The same cannot be said of the memoirs that Auster has published either side of Here And Now. Last year’s Winter Journal was a blur of recollections as the author of The New York Trilogy addressed everything from bodily functions to his favourite candy. Now comes Report from the Interior which is, like its predecessor, narrated in a second person “you” voice: “Your purpose is to chart the workings of your young mind, to look at yourself in isolation and explore the internal geography of your boyhood.” Whether he’s remembering being the kid who was disappointed that his father didn’t fight in the Second World War or the poet who said he’d rather go to jail than Vietnam, Auster’s “you” is so annoying that I considered adopting it for this review. But I decided that it would be kinder to spare you. 

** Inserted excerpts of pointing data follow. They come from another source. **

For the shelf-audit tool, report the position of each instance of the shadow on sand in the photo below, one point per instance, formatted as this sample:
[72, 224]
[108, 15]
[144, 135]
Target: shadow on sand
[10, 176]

Speaking of kindness, Auster presents himself as a young Tom Joad figure in the book’s first part. “You worried about the unfortunate ones, the downtrodden,” he says, as he recalls collecting rent from his father’s poor, black tenants. He feels less sympathetic towards a friend’s mother who was “always in her bathrobe and slippers, hair dishevelled, chain-smoking”. When this “scary, witch-like character” sends her son to a birthday party without a gift, Auster saves his friend from shame by giving him the “prettily done-up package” that his own “conscientious mother” has prepared. He doesn’t idealise 1950s New Jersey, where he witnessed racism and encountered anti-Semitism, but his childhood’s social context is swept under a fluffy carpet of self-congratulation.

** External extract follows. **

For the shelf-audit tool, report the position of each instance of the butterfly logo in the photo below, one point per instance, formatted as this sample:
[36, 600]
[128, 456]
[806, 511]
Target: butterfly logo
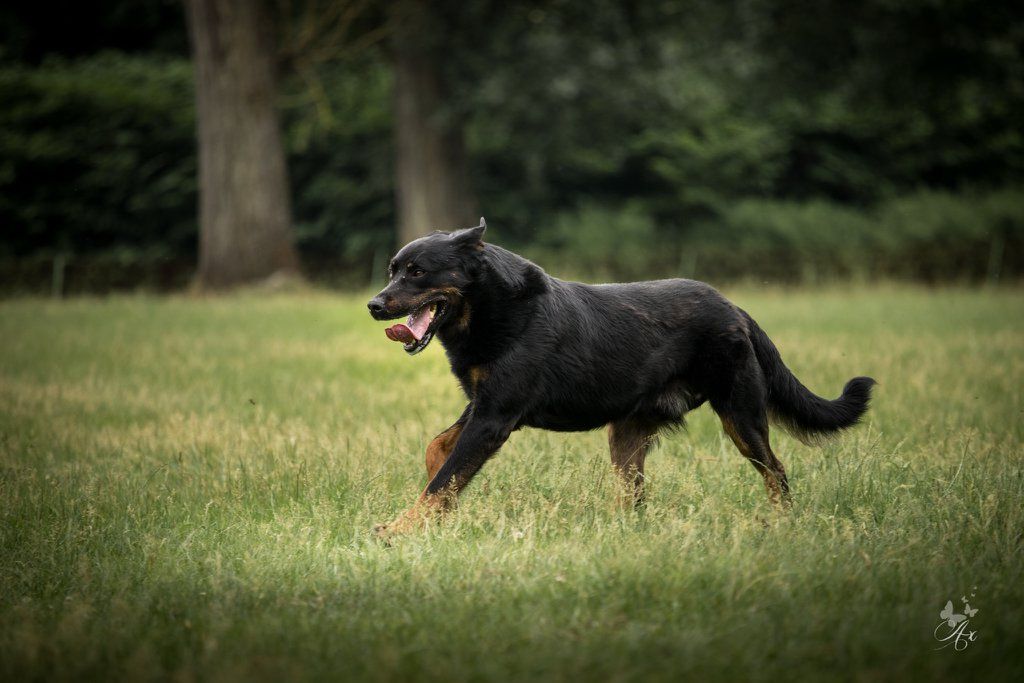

Auster says he ignores reviews of his work but Report from the Interior reads like he’s heeded some criticisms of Winter Journal. The “you” is interrupted when the film summaries that comprise Part Two create the illusion that the book has shifted to third person narration. This is welcome, and skilfully done, but The Incredible Shrinking Man, which dealt young Auster “a philosophical shock”, doesn’t warrant 25 pages of exposition. In the lengthier description of I Am a Fugitive from a Chain Gang - “the second cinematic earthquake” – Auster interprets the 1932 film’s prison setting as both a reminder of slavery and a premonition of Nazi death camps. This political glimmer is also welcome because perhaps, by discussing “barbaric punishment”, Auster is indirectly condemning 21st-century America’s incarceration epidemic.

Part Three is about “the strange doubleness of being alive” – a recurrent theme from early autobiography (The Invention of Solitude) to later novels (Man in the Dark) – as Auster revisits letters he wrote to Lydia Davis, who would become his first wife and a celebrated author, while studying in Paris in the late-1960s.

Like Auster and Coetzee, Auster and Davis make an odd duo; unlike Coetzee, Davis receives reams of pretentious, insensitive complaint. The warts-and-all publication of these “love letters” commands respect but, like the film summaries, their purpose is unclear beyond showing how sad young literary men say silly things to impress women: “I think, in some profound way, that I have fled from the real.”

Back in New York, Auster translates French poetry and gets arrested during student protests. The text culminates in a long letter to Davis, the book’s high point, in which he tours boardwalks and burlesque clubs, offering a vivid record of artistic promise, the end of the Sixties. It’s unfortunate, then, that Part Four epitomises the complacency that’s dogged his recent output. The jacket copy hails this album of period photographs – diners, Buddy Holly, film stills – as a “unique climax” where “the book breaks away from prose into pure imagery”. It’s padding.

What would the ambitious, young author of the letters to Davis make of Report from the Interior? He’d balk at the cover price and return to his Mallarmé. It’s difficult also to square Coetzee’s thoughtful correspondent with this scrappy memoir. Like Winter Journal, it concerns events which Auster feels driven to write about, so perhaps the hero of The Incredible Shrinking Man speaks for him when he says: “I was telling the world of my experience, and with the telling it became easier.” But does he ever consider his reader? You have to wonder.